In enveloped viruses, viroporins are not highly concentrated in the viral envelope, but nevertheless their presence may promote viral entry into the cell.
Viroporins in the membranes of organelles such as the Golgi apparatus can influence the internal environments, and modulate protein trafficking of viral proteins or protect the proteins from the low pH in these cellular compartments.
In non-enveloped viruses, the membrane permeability changes may be sufficient to induce cell lysis, permitting the new virions to exit the cell.
In enveloped viruses, viroporins’ depolarization effect promote viral budding.
Diminishing the ion channel or pore function of viroporins, by mutations that block conductance or through channel-blocking drugs, reduces or eliminates viral propagation.
Most viruses encoding viroporins can replicate their genomes in the absence of the viroporin, even if they are impaired in propagation.
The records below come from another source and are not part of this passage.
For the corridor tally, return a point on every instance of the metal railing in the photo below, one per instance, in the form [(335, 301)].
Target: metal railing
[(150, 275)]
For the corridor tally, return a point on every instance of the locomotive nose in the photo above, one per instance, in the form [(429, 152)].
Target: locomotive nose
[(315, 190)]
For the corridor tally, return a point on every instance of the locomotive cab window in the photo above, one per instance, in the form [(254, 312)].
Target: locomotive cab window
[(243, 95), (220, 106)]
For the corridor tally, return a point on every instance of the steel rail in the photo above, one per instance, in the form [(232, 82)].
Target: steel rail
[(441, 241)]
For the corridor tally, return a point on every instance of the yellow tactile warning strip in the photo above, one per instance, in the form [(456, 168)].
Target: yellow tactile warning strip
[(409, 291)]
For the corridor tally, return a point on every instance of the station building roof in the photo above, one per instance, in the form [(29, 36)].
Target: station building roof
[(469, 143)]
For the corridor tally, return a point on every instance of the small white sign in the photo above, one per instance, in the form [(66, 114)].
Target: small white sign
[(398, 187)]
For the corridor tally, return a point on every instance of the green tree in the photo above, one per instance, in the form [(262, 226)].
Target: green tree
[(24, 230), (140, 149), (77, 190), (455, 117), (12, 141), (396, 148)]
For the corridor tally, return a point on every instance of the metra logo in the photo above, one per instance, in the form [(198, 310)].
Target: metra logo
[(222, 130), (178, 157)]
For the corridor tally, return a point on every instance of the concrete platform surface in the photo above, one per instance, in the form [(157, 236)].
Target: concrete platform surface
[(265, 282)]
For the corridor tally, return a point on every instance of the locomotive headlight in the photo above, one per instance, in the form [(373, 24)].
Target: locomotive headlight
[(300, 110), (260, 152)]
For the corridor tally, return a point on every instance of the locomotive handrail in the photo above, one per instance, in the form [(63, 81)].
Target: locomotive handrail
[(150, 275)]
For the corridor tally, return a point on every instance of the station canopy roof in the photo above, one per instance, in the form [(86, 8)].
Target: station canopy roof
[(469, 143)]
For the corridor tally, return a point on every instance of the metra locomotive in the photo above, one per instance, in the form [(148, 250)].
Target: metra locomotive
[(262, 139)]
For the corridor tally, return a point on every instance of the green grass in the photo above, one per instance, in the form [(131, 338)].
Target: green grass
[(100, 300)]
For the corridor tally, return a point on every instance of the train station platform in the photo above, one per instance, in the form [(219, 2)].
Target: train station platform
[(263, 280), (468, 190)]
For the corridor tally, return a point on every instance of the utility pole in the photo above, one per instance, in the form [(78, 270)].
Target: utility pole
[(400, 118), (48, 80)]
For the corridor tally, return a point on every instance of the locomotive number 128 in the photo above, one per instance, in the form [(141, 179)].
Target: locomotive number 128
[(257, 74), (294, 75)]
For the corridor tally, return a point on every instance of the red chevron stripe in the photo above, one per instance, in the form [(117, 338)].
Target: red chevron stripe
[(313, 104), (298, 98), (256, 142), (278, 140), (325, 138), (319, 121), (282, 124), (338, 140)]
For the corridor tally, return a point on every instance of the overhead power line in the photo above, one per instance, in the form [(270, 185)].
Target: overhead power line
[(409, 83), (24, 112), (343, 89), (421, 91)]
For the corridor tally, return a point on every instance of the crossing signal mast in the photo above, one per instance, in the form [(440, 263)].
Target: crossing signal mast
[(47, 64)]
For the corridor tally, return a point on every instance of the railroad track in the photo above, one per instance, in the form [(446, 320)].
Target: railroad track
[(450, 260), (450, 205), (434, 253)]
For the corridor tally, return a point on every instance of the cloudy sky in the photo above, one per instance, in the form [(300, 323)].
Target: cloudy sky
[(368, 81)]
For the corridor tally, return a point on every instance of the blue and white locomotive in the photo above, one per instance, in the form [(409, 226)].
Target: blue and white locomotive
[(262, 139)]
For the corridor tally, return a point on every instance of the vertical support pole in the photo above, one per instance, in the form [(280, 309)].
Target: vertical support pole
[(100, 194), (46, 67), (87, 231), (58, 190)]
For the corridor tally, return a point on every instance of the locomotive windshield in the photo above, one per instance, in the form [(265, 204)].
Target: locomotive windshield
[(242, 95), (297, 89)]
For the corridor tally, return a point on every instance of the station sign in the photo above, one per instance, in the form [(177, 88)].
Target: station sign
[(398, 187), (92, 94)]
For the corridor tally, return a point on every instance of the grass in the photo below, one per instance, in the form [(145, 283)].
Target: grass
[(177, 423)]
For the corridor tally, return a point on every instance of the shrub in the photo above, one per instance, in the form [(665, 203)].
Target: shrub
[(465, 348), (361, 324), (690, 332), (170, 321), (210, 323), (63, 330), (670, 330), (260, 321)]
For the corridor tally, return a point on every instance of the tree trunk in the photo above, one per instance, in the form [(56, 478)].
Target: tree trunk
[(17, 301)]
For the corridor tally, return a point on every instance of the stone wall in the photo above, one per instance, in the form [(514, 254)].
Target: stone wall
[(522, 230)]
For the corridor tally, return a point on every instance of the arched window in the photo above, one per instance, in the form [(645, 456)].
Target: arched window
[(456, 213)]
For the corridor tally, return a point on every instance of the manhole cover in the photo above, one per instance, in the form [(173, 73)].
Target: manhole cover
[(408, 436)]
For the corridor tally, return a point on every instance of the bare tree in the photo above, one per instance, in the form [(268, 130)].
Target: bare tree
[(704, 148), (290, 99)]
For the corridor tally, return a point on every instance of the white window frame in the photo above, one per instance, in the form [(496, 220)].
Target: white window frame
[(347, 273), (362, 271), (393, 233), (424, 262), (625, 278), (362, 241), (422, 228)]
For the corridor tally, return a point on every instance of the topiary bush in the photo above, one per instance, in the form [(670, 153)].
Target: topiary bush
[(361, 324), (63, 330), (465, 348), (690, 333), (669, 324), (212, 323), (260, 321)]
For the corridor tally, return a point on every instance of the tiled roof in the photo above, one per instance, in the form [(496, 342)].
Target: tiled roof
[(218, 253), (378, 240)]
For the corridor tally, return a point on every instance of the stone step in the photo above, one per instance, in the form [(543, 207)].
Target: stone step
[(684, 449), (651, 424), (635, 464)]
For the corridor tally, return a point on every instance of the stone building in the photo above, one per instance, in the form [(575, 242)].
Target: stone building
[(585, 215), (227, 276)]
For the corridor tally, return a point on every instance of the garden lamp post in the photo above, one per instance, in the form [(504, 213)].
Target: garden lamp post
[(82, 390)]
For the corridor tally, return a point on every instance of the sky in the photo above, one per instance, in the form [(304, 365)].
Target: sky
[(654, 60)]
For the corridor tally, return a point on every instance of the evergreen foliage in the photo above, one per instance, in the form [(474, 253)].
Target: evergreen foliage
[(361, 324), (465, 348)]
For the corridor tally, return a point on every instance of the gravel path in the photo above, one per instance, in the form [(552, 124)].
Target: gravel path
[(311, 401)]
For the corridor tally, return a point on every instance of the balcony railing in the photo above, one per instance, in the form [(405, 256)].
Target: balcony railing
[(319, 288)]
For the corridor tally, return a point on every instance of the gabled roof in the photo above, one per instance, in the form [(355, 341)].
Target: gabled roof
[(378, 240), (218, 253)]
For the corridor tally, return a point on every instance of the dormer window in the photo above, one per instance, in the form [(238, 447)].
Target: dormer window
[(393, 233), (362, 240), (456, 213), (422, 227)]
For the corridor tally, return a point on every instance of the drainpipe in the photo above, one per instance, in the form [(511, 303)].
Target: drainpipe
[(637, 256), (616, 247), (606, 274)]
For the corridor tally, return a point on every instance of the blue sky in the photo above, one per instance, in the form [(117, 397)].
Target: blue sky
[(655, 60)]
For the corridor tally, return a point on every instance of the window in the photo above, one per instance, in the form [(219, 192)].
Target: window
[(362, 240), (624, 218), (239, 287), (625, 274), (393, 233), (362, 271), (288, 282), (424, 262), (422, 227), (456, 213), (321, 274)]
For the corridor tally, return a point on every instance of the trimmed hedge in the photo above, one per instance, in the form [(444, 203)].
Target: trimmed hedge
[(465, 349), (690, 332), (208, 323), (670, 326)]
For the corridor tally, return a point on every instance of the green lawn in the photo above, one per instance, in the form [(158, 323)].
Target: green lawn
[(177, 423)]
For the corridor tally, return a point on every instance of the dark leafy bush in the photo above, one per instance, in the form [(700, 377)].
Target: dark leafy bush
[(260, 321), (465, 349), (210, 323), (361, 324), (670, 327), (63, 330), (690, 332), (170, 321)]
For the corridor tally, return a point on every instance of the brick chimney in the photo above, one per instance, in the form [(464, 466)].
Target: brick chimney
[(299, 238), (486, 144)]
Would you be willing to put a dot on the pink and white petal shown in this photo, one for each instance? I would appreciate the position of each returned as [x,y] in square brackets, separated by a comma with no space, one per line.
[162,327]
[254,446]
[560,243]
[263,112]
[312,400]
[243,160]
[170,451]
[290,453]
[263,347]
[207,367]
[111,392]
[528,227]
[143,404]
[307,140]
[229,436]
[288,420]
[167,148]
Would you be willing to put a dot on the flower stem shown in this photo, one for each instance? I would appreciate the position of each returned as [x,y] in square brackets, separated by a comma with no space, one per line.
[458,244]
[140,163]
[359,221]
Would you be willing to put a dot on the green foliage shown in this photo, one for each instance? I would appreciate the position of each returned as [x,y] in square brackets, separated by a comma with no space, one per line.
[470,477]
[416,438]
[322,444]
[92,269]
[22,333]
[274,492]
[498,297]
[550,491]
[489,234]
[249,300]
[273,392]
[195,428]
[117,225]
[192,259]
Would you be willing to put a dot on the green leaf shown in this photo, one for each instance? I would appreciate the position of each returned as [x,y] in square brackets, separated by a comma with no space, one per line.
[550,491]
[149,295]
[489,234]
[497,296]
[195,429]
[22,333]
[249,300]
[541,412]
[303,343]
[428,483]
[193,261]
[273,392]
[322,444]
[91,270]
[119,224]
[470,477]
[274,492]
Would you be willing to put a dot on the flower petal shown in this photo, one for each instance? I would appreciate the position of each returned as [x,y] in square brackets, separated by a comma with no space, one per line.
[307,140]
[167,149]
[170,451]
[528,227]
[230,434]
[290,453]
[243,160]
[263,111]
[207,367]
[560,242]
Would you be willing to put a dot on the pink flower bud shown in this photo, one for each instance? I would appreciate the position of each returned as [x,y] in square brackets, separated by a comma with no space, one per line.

Rotaviruses and picornaviruses, use viroporins to facilitate the formation of viroplasm, or the specialized intracellular compartments from the membrane of the endoplasmic reticulum in which genome replication occurs.
Some viroporins exert their effects through protein-protein interactions.
Viroporins are considered virulence factors.
In some cases the membrane permeabilization effects of viroporins activate the inflammasome, a protein complex associated with activation of innate immunity which, when overactive, can cause disease symptoms.
The human papillomavirus 16 E5 protein, is an oncogenic viroporin.
Amantadine, used against influenza A is an example of a viroporin-targeting drug:
Cochrane review did not find benefit for its use in children or elderly people.
Viroporins arebfound in a large number of viruses with distinct genomic organizations and replication mechanisms.